Sampson Brett G, Datson Luke D, Bihari Shailesh
Intensive and Critical Care Unit, Flinders Medical Centre, Adelaide, SA, Australia.
Crit Care Resusc. 2017 Mar;19(1):57-63.
To describe the use of imaging studies (four-vessel angiography or radionuclide scan) for brain death determination in South Australian intensive care units, and to determine the rates of adherence with The ANZICS statement on death and organ donation of the Australian and New Zealand Intensive Care Society (ANZICS).
DESIGN, PATIENTS AND SETTING: Retrospective case-note review of 190 South Australian adult patients (≥ 18 years) who were brain dead and were organ donors (actual and intended), from 1 January 2008 to 31 December 2014.
We compared brain death determination by clinical examination and by imaging, and identified, using logistic regression, the independent predictors of brain death determination by imaging (and for imaging without a documented indication).
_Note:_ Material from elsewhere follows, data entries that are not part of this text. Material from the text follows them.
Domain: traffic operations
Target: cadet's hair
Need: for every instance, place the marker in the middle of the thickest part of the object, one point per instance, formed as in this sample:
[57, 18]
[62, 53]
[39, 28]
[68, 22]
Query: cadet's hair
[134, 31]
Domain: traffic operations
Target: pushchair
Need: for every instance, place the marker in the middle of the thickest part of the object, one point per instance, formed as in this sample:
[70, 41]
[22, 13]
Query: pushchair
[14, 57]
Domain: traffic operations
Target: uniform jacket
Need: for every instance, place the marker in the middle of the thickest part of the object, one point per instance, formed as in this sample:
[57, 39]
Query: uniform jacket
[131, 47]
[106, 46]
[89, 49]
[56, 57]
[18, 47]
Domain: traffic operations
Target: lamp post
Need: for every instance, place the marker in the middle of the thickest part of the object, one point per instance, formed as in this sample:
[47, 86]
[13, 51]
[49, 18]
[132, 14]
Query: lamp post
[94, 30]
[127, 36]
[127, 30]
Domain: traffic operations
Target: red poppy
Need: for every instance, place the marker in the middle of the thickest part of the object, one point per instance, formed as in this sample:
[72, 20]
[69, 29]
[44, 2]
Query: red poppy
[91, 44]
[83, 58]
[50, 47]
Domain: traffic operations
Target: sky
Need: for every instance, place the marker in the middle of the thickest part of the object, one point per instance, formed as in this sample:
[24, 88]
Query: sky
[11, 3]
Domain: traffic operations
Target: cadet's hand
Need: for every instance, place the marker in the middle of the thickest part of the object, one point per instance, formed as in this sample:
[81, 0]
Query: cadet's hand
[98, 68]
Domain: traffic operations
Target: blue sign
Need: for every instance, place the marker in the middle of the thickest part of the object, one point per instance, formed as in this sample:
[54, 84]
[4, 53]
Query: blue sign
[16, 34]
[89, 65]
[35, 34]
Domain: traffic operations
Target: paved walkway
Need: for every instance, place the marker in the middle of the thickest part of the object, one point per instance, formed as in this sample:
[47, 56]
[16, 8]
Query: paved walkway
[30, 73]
Brain death determination by imaging occurred for 79 patients who were brain-dead donors (41.6%), with a documented indication in only 38 patients (48.1%), of whom 35 had an indication which adhered to ANZICS recommendations. The group who had brain death determined by imaging were younger (P < 0.001), with a higher proportion of hypoxic brain injury (P = 0.01) and therapeutic hypothermia (P = 0.02). Independent predictors of brain death determination by imaging were female sex (Β = 3.101, P = 0.03), age (Β = 0.964, P = 0.01), brain death determination between 5 pm and 8 am (Β = 0.332, P = 0.04), cause of death (Β = 1.833, P = 0.04), therapeutic hypothermia (Β = 0.162, P = 0.04) and terminal serum sodium level ≥ 150 mmol/L (Β = 0.131, P = 0.005); Nagelkerke R = 0.669. Hypoxia was the only independent predictor of imaging without a documented ANZICS indication (Β = 0.071, P = 0.032; Nagelkerke R = 0.581).
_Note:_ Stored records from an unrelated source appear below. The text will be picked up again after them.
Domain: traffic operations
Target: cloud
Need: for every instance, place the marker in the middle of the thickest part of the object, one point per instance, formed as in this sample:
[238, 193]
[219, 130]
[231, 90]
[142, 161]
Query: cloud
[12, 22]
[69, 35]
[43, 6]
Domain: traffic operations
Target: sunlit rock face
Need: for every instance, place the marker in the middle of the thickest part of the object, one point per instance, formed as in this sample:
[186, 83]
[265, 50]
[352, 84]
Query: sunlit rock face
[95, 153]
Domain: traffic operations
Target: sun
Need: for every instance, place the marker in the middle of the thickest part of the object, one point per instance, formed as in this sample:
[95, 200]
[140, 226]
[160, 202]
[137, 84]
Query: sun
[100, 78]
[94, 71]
Therapeutic hypothermia, terminal serum sodium level ≥ 150 mmol/L and cause of death were independent predictors of brain death determination by imaging study. Documentation of imaging indication was poor, particularly after hypoxic brain injury. This may reflect emerging indications for imaging, poor adherence to ANZICS recommendations, or simple omissions.
描述在南澳大利亚重症监护病房中使用影像学检查(四血管造影或放射性核素扫描)来判定脑死亡的情况,并确定澳大利亚和新西兰重症监护学会(ANZICS)关于死亡和器官捐献的声明的遵守率。
设计、患者与研究背景:对2008年1月1日至2014年12月31日期间南澳大利亚190名成年(≥18岁)脑死亡且为器官捐献者(实际和意向)的患者进行回顾性病例记录审查。
我们比较了通过临床检查和影像学检查判定脑死亡的情况,并使用逻辑回归确定了通过影像学检查判定脑死亡的独立预测因素(以及针对无记录指征的影像学检查)。
79名脑死亡捐献者(41.6%)通过影像学检查判定脑死亡,其中仅有38名患者(48.1%)有记录的指征,其中35名的指征符合ANZICS建议。通过影像学检查判定脑死亡的患者群体更年轻(P<0.001),缺氧性脑损伤比例更高(P = 0.01),且接受治疗性低温的比例更高(P = 0.02)。通过影像学检查判定脑死亡的独立预测因素为女性(β = 3.101,P = 0.03)、年龄(β = 0.964,P = 0.01)、下午5点至上午8点之间判定脑死亡(β = 0.332,P = 0.04)、死亡原因(β = 1.833,P = 0.04)、治疗性低温(β = 0.162,P = 0.04)以及终末期血清钠水平≥150 mmol/L(β = 0.131,P = 0.005);Nagelkerke R = 0.669。缺氧是无记录的ANZICS指征的影像学检查的唯一独立预测因素(β = 0.071,P = 0.032;Nagelkerke R = 0.581)。
治疗性低温、终末期血清钠水平≥150 mmol/L以及死亡原因是通过影像学检查判定脑死亡的独立预测因素。影像学检查指征的记录情况较差,尤其是在缺氧性脑损伤后。这可能反映了影像学检查新出现的指征、对ANZICS建议的遵守情况不佳或单纯的遗漏。